Tuesday, May 11, 2021

Flying to Philly for Mother's Day

Last week, Julie and I enjoyed a terrific celebratory family reunion in Merion Station, Pennsylvania, about which I will share more in a future post.

We booked Delta Air using the buy one, get one free coupon I received for renewing my American Express Card...."Don't leave home without it!"  No matter how much I decry the inconveniences of flying, I appreciate that it is a modern miracle our predecessors would have loved.

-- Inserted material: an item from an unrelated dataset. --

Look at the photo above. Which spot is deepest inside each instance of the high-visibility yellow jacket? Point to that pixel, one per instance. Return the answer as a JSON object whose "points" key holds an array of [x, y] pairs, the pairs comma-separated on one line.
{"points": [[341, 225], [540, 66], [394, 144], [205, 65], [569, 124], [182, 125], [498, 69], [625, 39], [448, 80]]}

Seth Rogen's HBO movie, "American Pickle," which I watched on the return flight and would give a better grade for its concept than degree of humor in actual execution, delves into the subject of how times have changed.  But I'm getting ahead of myself.

This was my third roundtrip flight during the pandemic, and I must say the airline experience has gotten progressively worse, although to a great extent that was due to the itineraries.  I had hoped Covid-19 vaccines would have been liberating, but no such luck so far.

The first time, I flew from Big Sky to Los Angeles to pick up prescriptions and mail after Julie and I decided we couldn't pull ourselves away from the freedom of Montana.  Those were short two-hour non-stop flight, with easy, polite BZN on one end.  The second time was our amazing Thanksgiving trip to historic Philadelphia, which involved longer flights but had entertaining movies.  I think they were also non-stop flights.  In addition, we luxuriated in the glow of using our new Global Entry Cards to bypass the usual take-everything-out-of-your-suitcases-and-prepare-to-be-stripped step of boarding.

Both of those first two itineraries featured reduced passenger capacity, which made the experience feel less hectic as well as obviously less cramped.  This time, almost every seat was filled.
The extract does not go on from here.